The calculating means, when the similarity based on the image feature amount of the non-character area is equal to or more than a threshold, based on the positional relationship between the predetermined character string in the character area and the non-character area, the search key image and The apparatus according to claim 1, wherein a similarity between the registered images is calculated.

The calculation means calculates, as the similarity, a correlation between predetermined character strings in the character region located within a predetermined range of the non-character region to be processed for both the search key image and the registered image. The image search device according to claim 1.

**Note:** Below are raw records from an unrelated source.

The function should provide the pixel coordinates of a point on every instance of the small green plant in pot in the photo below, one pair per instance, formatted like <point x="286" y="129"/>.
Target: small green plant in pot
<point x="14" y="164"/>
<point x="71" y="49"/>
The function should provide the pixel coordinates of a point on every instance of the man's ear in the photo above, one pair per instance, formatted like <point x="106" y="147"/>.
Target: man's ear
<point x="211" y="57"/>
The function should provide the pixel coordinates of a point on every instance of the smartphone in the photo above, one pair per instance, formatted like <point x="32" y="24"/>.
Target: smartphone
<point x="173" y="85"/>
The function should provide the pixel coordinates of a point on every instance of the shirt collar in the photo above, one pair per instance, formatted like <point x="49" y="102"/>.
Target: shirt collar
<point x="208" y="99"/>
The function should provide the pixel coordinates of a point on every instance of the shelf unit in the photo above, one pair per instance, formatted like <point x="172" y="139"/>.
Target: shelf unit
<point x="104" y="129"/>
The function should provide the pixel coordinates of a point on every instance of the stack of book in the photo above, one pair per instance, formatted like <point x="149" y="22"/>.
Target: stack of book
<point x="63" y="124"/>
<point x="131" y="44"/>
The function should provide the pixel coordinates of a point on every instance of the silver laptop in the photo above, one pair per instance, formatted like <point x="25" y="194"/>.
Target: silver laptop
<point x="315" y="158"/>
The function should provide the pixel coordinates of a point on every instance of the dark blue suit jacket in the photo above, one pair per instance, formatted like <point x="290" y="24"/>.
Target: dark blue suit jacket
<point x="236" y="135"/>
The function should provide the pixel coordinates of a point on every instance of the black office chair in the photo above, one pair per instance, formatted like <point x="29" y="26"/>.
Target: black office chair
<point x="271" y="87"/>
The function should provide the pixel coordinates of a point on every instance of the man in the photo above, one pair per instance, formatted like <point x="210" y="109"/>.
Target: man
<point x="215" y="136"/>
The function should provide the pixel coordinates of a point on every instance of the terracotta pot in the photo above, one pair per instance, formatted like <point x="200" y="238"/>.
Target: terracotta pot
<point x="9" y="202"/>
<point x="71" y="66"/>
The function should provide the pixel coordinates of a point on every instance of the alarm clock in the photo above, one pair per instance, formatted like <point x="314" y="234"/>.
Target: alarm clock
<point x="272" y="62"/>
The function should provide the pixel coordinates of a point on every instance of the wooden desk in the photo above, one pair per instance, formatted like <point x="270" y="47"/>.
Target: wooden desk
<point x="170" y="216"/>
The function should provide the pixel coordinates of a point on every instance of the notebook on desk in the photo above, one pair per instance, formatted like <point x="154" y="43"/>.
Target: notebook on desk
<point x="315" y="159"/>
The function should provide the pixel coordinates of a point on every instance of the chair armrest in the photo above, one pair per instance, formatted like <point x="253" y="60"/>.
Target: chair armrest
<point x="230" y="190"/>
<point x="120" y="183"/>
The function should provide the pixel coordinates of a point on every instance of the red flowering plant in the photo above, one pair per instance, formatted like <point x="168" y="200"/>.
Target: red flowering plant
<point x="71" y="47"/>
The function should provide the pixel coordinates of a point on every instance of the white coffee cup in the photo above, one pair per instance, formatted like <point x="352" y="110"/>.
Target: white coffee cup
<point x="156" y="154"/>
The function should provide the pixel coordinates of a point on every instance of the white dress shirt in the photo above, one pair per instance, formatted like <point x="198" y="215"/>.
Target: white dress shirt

The calculation means compares the distance between the non-character area to be processed for both the search key image and the registered image and a predetermined character string in the character area located within the predetermined range, and the comparison result The image search device according to claim 1, wherein the similarity is calculated based on:

The calculation means compares angles from the non-character area to be processed for both the search key image and the registered image to a predetermined character string in the character area located within the predetermined range, and compares the comparison result. The image search device according to claim 1, wherein the similarity is calculated based on:

An image search method for inputting a printed material as a search key image and searching for a registered image corresponding to the search key image,
An area dividing step of dividing the search key image into a character area and a non-character area;
Based on the character feature amount of the character region, the image feature amount of the non-character region, and the positional relationship between the character region and the non-character region, the search key image and a plurality of registered images stored in the storage medium are used. Calculating a similarity of
A search step of searching a registered image corresponding to the search key image from a plurality of registered images stored in the storage medium based on a result of the calculation in the calculation step.

A program for inputting a printed material as a search key image and implementing an image search for searching for a registered image corresponding to the search key image,
Program code of an area dividing step of dividing the search key image into a character area and a non-character area,
Based on the character feature amount of the character region, the image feature amount of the non-character region, and the positional relationship between the character region and the non-character region, the search key image and a plurality of registered images stored in the storage medium are used. Program code for a calculation step of calculating the similarity of
A program code for a search step of searching a registered image corresponding to the search key image from a plurality of registered images stored in the storage medium, based on a result of the calculation in the calculation step.